Her family helped establish our country. They fought in the Revolutionary War, the Civil War, the War of 1812 (which Canadians tell us we lost), the Spanish-American War, and World War II. Various family root stocks settled in parts of Delaware, Maryland, New Jersey, and Pennsylvania in the 200 years before her birth. They produced a lineage that was strong and resilient.
After the birth of two brothers, she was a surprise and a great gift to her parents, having been born on their sixth anniversary.
Although some would call her unconventional, she was fun-loving. She and her brothers played ukuleles, sang, and put on skits in the family living room. When wallpaper was stripped to be replaced, they drew cartoons on the plaster walls. I can fondly remember seeing them when I was a young child and that wallpaper was removed again. But those skits used to embarrass me horribly when I was a sophisticated teenager. I think I know where any creative juices I may possess came from.
Good at math and supremely well-read, most people assumed she had a college degree. She certainly had a life degree and was one of the most articulate people I’ve ever known.
Men’s heads turned when they saw her. She was beautiful as well as personable. And unfailingly pleasant. A positive person when life threw her lemons. And she caught a lot of them.
She made history when she became a Sergeant Major in the US Marine Corps during World War II. Up to this time, the Marines were the last bastion of males only among the services. She was:
• among the first of eight women to be sworn into the Corps in Philadelphia.;
• in the first class of Women Marines to be trained at Hunter College;
• chosen with thirteen other women out of hundreds in her boot camp group to attend the inaugural class of Women Marines in First Sergeant’s school;
• one of the first Women Marines to appear in uniform in Philadelphia. It caused quite a stir, and was featured in the local newspaper;
• the first of four women to make First Sergeant;
• the first woman to replace a male First Sergeant.

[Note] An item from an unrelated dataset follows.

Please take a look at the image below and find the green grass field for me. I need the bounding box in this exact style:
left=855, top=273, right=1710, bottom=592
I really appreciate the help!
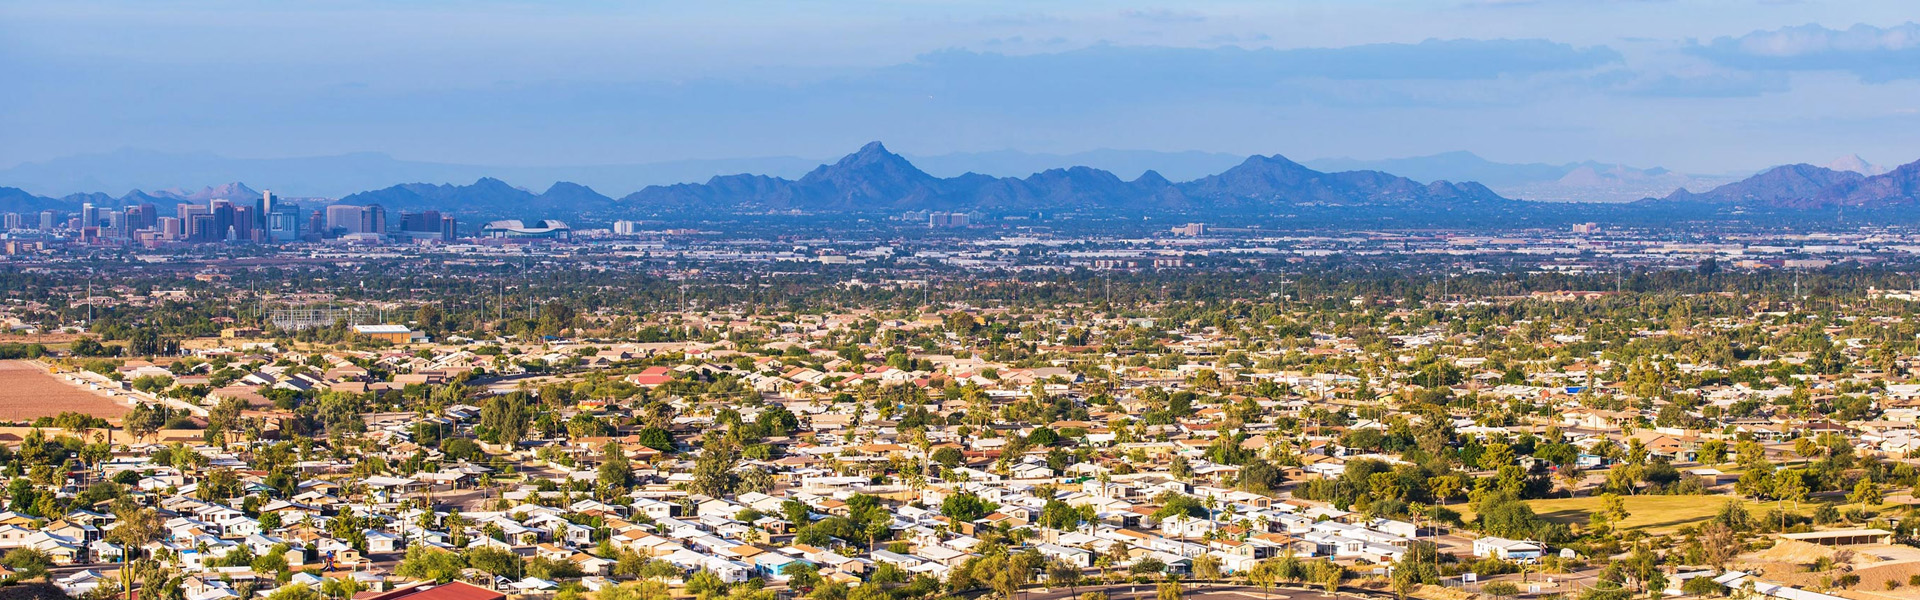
left=1452, top=495, right=1888, bottom=534
left=1521, top=495, right=1727, bottom=533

She was highly intelligent, even though she never finished high school. One of her greatest accomplishment was to see me do well in school and graduate. Assignments were pored over and she constantly encouraged me to be “better” than she was. She was chest-thumpingly proud when her only child got a B.Sc. in Chemistry and an MBA from The Wharton School. It was perilous for anyone who might have asked how her child was doing during that time.
She was an indefatigable single mom, who took care of me, her invalid mother, her father and ran the household like a Marine. She somehow managed to balance everything while maintaining her equilibrium. And her sense of humor.
Our family lost her in 1985. The world lost an unheralded heroine who paved the way for others. I still miss her and can never thank her enough for the impact she had on my life.
Her name was Irene Helen. And she was my Mom, the Marine. Happy Birthday to the USMC!
6 thoughts on “Her Name Was Irene Helen”
Outstanding! Thank you for sharing.
Bill St Clair
Thanks, Bill! She had quite a life.
How are you and yours doing?
To me, a migrant, this is the shinning example of what is a true American. Intelligent, capable, caring to the point of being a hero and, oh yes, always with good humor.
Thank you for sharing. I believe you also inherited her sense of humor : “It was perilous for anyone who might have asked how her child was doing during that time.” Lol.
What a beautiful tribute. Sorry I was late to the party to read.
Better late than never, JoAnn! Thanks for your kind words. Hope you’re doing well through all this craziness.
Reblogged this on Women Marines Association and commented:
Part of our history. As women, as Marines.